"Teacher of the Year"
Top 10% of Student Evaluations of Teaching Effectiveness (University-wide Award)
Six Consecutive Awards
(2008-2009) (2009-2010) (2010-2011) (2011-2012) (2012-2013) (2013-2014)
The aim of the college, for the individual student, is to eliminate the need in his life for the college; the task is to help him to become a self-educating man.
- C. Wright Mills
Wisdom, one of the four cardinal virtues listed in Plato’s Republic, is more than simply knowledge dissemination and acquisition; wisdom is a practice and a course of action, an art of thinking critically.
As a teacher, my primary concern is teaching students to think – not what to think, but how to think. Everyone thinks; but not everyone thinks critically. I define critical thinking as the ability to judge the validity and utility of statements that are presented for consideration. The consideration of facts and information requires reflection and judgment, without which there may be costly repercussions. This is why the practice of critical thinking connects to a higher moral purpose; our thinking and actions affect others.
Thinking is like any other art: it must be taught and practiced. It serves no purpose to present one with a camera and to expect Ansel Adams-esque photography, just as it serves no purpose to implore our students to think critically without teaching them how. Yet, we expect our students to be possessed of an innate ability to question and analyze the problems and debates within the disciplines that we present in our courses. I believe this problem is systemic and requires a proactive response.

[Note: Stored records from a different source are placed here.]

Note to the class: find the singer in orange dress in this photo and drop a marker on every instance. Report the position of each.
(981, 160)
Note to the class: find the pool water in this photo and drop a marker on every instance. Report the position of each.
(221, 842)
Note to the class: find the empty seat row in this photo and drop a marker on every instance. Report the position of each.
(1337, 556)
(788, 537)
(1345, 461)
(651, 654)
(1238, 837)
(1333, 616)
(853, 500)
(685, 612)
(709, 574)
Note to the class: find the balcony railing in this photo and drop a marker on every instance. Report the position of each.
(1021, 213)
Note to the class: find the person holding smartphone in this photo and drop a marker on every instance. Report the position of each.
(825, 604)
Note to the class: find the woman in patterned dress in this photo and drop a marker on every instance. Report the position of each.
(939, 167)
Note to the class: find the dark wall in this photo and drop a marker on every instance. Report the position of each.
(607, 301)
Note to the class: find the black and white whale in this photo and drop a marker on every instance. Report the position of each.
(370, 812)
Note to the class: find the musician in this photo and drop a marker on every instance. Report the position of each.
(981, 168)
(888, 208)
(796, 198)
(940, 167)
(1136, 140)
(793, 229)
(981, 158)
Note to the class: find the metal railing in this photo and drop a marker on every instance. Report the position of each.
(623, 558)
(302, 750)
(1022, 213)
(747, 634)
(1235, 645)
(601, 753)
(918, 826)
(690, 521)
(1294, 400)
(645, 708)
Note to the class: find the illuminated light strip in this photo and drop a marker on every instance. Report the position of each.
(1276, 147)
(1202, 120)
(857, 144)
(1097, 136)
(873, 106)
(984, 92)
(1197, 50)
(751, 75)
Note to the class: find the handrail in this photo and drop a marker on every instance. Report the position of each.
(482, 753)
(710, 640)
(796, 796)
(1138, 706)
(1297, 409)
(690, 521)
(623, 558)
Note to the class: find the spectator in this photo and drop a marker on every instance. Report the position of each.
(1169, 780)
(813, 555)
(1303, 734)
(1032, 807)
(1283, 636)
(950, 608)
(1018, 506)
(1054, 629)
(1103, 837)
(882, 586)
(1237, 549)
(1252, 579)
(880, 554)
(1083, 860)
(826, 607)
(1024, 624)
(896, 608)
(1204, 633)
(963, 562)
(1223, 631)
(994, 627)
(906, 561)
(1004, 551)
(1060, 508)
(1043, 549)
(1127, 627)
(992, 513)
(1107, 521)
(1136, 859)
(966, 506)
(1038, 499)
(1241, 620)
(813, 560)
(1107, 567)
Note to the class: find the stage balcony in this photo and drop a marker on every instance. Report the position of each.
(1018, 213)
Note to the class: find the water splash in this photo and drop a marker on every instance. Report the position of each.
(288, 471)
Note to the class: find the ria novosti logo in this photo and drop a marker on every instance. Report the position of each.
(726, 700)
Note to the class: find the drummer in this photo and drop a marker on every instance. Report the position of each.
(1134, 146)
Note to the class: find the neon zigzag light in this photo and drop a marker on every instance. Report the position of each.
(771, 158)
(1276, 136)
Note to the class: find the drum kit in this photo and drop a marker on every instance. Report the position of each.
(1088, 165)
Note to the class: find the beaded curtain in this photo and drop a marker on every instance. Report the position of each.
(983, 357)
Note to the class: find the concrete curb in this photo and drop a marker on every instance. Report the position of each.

How we think is directly connected to the decisions that we make, and hence to our quality of life as well as the nature of society in which we live. I teach wisdom – the art of thinking – as a practice, as an art, because this is what I value as good learning. My values manifest themselves in my teaching; critical thinking is the guiding principle of my pedagogical approach. I reject teaching as a form of single-minded instrumentalism bound by rigid objectives and testing that encourages knowledge dissemination and regurgitation. Instead, I favour an ultimate belief that teaching should wholly include the active pursuit of thinking as a virtuous practice.
We spend the majority of our formative years learning how not to think, how not to question things, especially the mandates of authority, i.e. parents, teachers, religious leaders, government, politicians, police, law, etc. Uncritical acceptance of normative beliefs in one’s daily life facilitates intellectual conformity in the university, in place of critical and rational thought. I believe that learning to think critically prompts our motivation to improve our lives and the world in which we live, piercing through the imposed system of unquestioned understandings, leaving behind what might have been a life of stagnating intellectualism.
Critical thinking should transcend subject matter and is not something to be measured by the reproduction of discipline-specific knowledge alone. In the spirit of Socrates, I design my course curriculum to encourage and reward the virtues of critical thinking. More information exists now than in any previous historical epoch. If students are to better navigate through life and be prepared for the upcoming problems of their generation, it becomes imperative that they learn how to think in a manner that leads to critically informed and well-thought decisions and actions.
Those of us that serve the community as professional teachers occupy a very special and unique position of privilege, one that we should approach with great care. Teaching should always involve more than disseminating knowledge. Learning is an on-going teaching enterprise, and teaching students how to think enables a lifetime of learning.